Las vidas de los ilustres filósofos Sócrates y Platón, pensamos, darían para rodar una película épica, y es incomprensible que Hollywood no la haya producido todavía. Otra gran película del modo de vida filosófico es La caida del imperio romano (Anthony Mann, 1964), meditación estoica, en imágenes y pasiones, del curso de la vida de los hombres. Alec Guinnes hacía el papel de emperador Marco Aurelio, y James Mason el de su amigo Timónides. Ambos actores supieron representar en sus rostros y gestos al político filósofo, el que logra armonizar en su vida la acción y la contemplación.
El enfoque filosófico del séptimo arte, the philosophy of film [Stanford], es un campo de reflexión que da mucho juego, para quienes somos aficionados al cine. No tengo claro que la vida de Platón, quia philosophus, sea de película. Aunque podemos sentar el principio de que un filósofo olímpico, puro y desentendido de los accidentes del mundo, sería una anomalía, porque la vida filosófica común debe ser agitada. Pensamos en el philosophe engagé de cualquier tiempo, porque no otra cosa fueron Sócrates, Platón y Aristóteles (como también Agustín de Hipona, o Tomás de Aquino, enzarzados en la política eclesiástica de su tiempo). Por eso si cualquier buena película se deja analizar con categorías metafísicas (philosophical analysis of films) también las vidas de los filósofos se prestan como ninguna otra para una divertida película de acción... y de contemplación.

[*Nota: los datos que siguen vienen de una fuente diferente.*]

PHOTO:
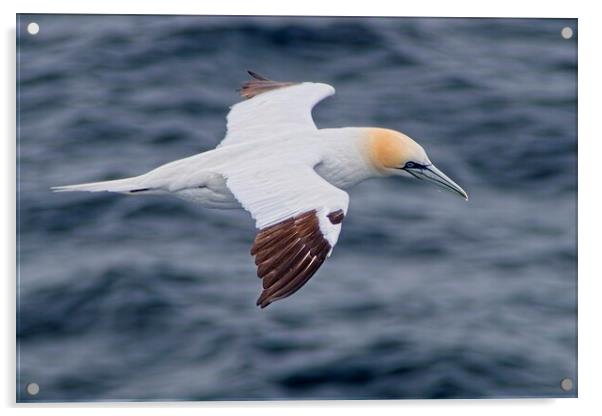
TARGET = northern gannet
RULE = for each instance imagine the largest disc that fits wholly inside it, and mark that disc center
(288, 174)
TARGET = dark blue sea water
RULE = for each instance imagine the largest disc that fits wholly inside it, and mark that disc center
(425, 296)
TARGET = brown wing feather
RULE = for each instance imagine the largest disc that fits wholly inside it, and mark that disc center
(260, 84)
(288, 254)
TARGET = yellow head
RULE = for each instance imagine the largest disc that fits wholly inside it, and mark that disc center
(394, 153)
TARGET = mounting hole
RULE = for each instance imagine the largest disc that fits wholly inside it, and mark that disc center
(33, 28)
(32, 389)
(566, 384)
(566, 33)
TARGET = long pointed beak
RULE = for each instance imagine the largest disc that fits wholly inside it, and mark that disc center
(431, 174)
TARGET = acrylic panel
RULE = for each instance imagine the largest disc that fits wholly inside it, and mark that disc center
(139, 295)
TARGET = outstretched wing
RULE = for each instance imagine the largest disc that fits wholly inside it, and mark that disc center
(299, 218)
(272, 109)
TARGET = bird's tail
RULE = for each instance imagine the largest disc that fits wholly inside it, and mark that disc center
(128, 186)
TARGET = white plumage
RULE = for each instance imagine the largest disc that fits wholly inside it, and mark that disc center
(287, 173)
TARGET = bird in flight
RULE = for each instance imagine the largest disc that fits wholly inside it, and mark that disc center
(288, 174)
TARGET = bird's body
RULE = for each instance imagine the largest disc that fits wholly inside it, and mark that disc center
(288, 174)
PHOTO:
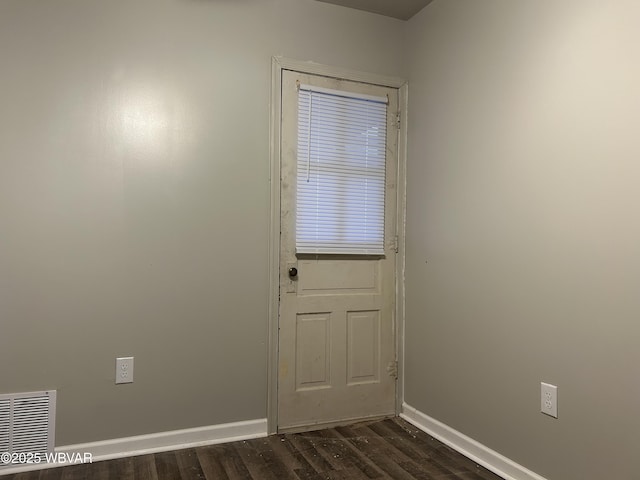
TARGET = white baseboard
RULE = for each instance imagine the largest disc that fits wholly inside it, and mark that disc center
(479, 453)
(155, 442)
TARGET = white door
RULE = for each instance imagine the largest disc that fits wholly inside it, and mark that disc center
(337, 356)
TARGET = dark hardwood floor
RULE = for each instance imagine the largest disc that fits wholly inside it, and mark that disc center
(384, 449)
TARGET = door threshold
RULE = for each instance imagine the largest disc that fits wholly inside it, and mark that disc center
(332, 424)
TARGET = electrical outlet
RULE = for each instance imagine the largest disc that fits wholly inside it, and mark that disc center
(124, 370)
(549, 399)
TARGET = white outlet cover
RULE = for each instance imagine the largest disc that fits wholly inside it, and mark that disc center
(124, 370)
(549, 399)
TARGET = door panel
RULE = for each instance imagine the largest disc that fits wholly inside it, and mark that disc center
(336, 319)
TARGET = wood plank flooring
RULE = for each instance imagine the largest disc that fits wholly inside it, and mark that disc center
(384, 449)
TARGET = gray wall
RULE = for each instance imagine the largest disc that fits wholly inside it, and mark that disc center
(523, 238)
(134, 199)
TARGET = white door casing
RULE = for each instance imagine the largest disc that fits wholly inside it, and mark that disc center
(336, 340)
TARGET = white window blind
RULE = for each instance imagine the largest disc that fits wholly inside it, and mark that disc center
(341, 172)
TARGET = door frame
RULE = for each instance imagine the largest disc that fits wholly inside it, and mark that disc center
(278, 64)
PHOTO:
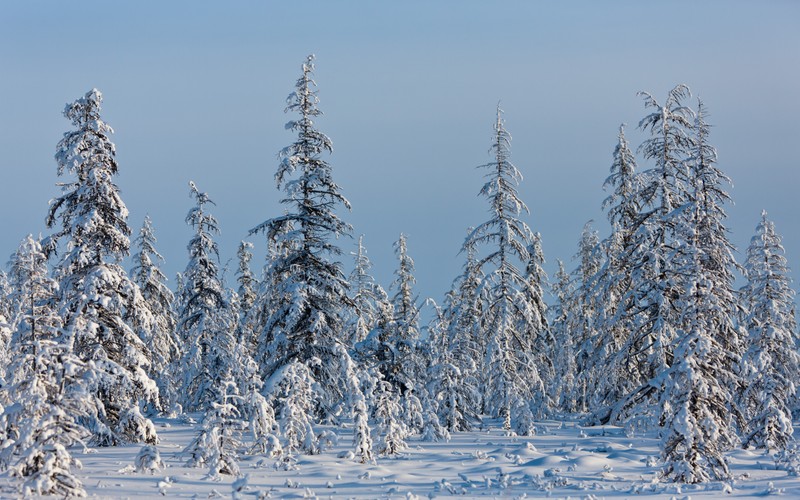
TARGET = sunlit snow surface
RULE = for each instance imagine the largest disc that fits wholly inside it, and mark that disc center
(564, 460)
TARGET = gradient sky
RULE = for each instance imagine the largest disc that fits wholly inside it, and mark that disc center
(196, 91)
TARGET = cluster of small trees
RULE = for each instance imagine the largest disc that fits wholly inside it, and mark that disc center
(647, 332)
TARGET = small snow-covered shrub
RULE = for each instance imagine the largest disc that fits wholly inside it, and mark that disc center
(148, 459)
(137, 428)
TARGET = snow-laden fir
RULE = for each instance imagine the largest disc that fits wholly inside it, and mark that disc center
(647, 342)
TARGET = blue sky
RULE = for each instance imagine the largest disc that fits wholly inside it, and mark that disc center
(196, 91)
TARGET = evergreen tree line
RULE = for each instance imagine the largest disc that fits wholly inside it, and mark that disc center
(648, 332)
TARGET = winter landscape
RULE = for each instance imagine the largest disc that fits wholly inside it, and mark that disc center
(655, 359)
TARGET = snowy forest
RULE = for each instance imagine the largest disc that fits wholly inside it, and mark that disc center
(661, 331)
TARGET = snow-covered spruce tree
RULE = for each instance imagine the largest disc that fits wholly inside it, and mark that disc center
(652, 304)
(404, 367)
(218, 441)
(388, 417)
(582, 319)
(204, 325)
(309, 302)
(292, 386)
(770, 365)
(616, 305)
(508, 316)
(37, 422)
(717, 252)
(32, 300)
(696, 422)
(362, 438)
(98, 302)
(162, 336)
(366, 296)
(455, 380)
(536, 327)
(245, 277)
(563, 389)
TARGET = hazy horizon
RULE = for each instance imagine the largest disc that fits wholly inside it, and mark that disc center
(196, 91)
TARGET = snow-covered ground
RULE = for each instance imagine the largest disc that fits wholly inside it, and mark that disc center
(564, 460)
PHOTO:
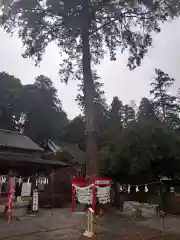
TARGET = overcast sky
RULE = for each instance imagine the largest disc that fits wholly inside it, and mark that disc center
(117, 79)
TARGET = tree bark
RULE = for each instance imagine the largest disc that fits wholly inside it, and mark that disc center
(91, 144)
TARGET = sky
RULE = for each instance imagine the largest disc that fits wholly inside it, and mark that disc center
(117, 78)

Cuando he sugerido que Sean Connery podría haber sido el mejor candidato para representar a Platón en la pantalla, tenía en mente su papel protagonista en The man who would be king (John Huston, 1975), una película irresistible porque tiene la forma de cuento oriental, la fábula del aventurero que trepa audazmente al trono mítico de Alejandro, y de su caída. Es una película lograda, feliz. Una de las escenas que más gracia me hacen (en una cinta que no desfallece un instante) es cuando los dos chantajistas, Peachy (Michael Caine) y Danny (Connery), son llamados a capítulo por el gobernador de la región, que amaga con expulsarles de la India, y ellos le devuelven el golpe amenazando con divulgar los tejemanejes del gobernador con la hermana del rajá... Cuantas veces la veo me hace sonreir, porque ilustra a la perfección el cinismo del gobernante de medio pelo, que intenta encubrir sus corruptelas con una apariencia de honorabilidad. En esa escena los dos pillos se ganan la simpatía del espectador.

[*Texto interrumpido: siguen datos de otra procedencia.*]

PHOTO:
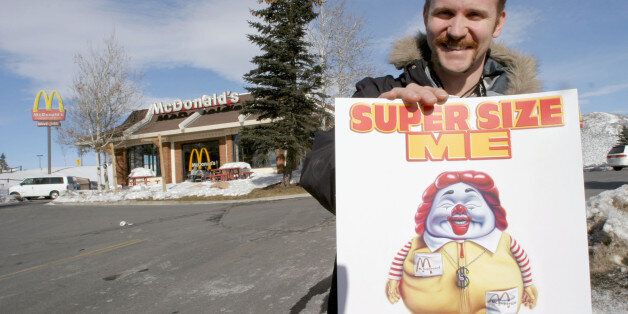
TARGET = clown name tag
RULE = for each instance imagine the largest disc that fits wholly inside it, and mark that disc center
(428, 264)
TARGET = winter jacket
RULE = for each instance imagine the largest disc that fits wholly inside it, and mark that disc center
(506, 72)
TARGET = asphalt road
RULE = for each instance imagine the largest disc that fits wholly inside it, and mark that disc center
(596, 182)
(260, 257)
(264, 257)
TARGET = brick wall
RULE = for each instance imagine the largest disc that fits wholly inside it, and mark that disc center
(164, 158)
(122, 168)
(178, 161)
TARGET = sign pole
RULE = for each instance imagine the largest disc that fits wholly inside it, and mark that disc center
(114, 162)
(49, 152)
(162, 167)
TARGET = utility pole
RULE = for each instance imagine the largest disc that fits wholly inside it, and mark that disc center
(39, 156)
(49, 151)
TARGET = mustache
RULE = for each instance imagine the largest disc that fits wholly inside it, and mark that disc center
(446, 40)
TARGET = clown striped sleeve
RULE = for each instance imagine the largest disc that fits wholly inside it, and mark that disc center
(396, 268)
(523, 261)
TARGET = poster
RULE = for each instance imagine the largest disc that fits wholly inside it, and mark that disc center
(477, 206)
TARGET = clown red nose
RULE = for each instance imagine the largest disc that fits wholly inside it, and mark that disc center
(459, 219)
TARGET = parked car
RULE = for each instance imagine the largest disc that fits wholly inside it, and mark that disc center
(618, 157)
(49, 187)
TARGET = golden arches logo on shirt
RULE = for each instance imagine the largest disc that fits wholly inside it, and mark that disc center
(48, 113)
(198, 154)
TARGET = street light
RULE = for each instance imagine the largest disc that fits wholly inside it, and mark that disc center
(40, 160)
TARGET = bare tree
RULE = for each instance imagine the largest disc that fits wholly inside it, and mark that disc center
(340, 42)
(104, 94)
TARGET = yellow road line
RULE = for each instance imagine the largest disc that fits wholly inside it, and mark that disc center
(71, 258)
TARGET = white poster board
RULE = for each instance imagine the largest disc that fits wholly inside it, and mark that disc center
(457, 196)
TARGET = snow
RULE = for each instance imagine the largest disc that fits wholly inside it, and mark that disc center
(599, 135)
(141, 172)
(240, 165)
(613, 206)
(177, 191)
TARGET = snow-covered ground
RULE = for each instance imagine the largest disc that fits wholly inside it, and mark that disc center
(607, 220)
(176, 191)
(599, 135)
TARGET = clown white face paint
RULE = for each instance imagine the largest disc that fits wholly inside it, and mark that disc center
(460, 212)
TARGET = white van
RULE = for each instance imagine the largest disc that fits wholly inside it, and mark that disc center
(49, 187)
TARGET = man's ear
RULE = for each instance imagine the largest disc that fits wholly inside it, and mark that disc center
(499, 25)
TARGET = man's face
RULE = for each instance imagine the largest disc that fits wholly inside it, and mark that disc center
(460, 212)
(459, 32)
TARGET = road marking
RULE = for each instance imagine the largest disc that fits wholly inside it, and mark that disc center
(71, 258)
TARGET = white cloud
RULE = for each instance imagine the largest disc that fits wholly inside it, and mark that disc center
(605, 90)
(519, 20)
(38, 39)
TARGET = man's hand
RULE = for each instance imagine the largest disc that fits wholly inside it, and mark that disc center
(413, 93)
(530, 296)
(392, 291)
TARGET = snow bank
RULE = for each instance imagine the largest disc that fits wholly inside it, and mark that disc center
(607, 220)
(611, 208)
(599, 135)
(241, 165)
(176, 191)
(141, 172)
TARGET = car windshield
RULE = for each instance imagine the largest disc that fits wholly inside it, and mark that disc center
(617, 149)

El hombre que pudo reinar es un retrato verista e irónico de aquellos reyezuelos de la antigüedad (como sería el tirano de Siracusa, Dionisio, que trató Platón), y no hay que desdeñar tampoco que sea un idilio masónico, de cuya imaginería se nutre la película (según el cuento de Kipling, masón desde su juventud), igual que el Singspiel mozartiano Die Zauberflöte. Como las Mil y una noches, como El Quijote, bebe de las remotas fuentes de las historias maravillosas de oriente, que desembocan en nuestro tiempo en el cuento de "El traje nuevo del emperador", de Hans Christian Andersen. En suma, en cualquiera de esas fábulas antiguas o modernas, como en la misma película de John Huston, reconocemos el tema filosófico de la apariencia y la verdad, que me parece el núcleo del magisterio platónico.

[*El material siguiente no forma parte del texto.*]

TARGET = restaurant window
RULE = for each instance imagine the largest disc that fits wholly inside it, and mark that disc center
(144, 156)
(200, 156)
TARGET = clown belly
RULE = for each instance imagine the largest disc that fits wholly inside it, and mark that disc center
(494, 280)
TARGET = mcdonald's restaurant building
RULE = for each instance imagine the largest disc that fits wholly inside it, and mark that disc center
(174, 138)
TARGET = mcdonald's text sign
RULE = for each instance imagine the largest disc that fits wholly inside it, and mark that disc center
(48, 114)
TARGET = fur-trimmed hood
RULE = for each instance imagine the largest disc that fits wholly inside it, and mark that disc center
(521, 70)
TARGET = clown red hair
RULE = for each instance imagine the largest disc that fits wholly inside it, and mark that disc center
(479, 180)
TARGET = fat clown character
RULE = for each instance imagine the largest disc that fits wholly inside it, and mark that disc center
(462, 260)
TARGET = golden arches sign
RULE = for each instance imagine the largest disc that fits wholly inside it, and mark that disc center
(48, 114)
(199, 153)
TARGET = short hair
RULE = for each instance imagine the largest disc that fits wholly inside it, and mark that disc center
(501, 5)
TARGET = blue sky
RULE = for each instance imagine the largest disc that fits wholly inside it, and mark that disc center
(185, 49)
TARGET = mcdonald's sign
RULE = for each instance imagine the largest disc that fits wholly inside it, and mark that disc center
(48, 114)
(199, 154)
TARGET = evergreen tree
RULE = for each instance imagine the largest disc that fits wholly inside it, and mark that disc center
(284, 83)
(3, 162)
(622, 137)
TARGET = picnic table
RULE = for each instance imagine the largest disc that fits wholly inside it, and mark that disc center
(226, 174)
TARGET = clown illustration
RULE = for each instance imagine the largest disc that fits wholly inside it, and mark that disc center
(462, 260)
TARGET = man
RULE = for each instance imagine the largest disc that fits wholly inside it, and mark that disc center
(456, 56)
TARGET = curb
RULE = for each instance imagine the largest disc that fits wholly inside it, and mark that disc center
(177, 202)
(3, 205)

La película tiene profundas resonancias con la novela cervantina. Ambas cuentan la historia de dos perdedores, que en su derrota desvelan la cara oculta del poder. Igual que el gobierno de Sancho Panza, los avatares del reino frustrado del aventurero escocés Daniel Dravot (trasunto posible del mismo Sean Connery) presentan un cariz jocoserio, que nos pone en guardia sobre la legitimidad del poderoso. La moraleja de estas historias es que el rey no es un semidiós (como lo fue, según cuentan, Alejandro de Macedonia), sino nada más que un hombre, que puede sucumbir a la ambición, la codicia y la lujuria.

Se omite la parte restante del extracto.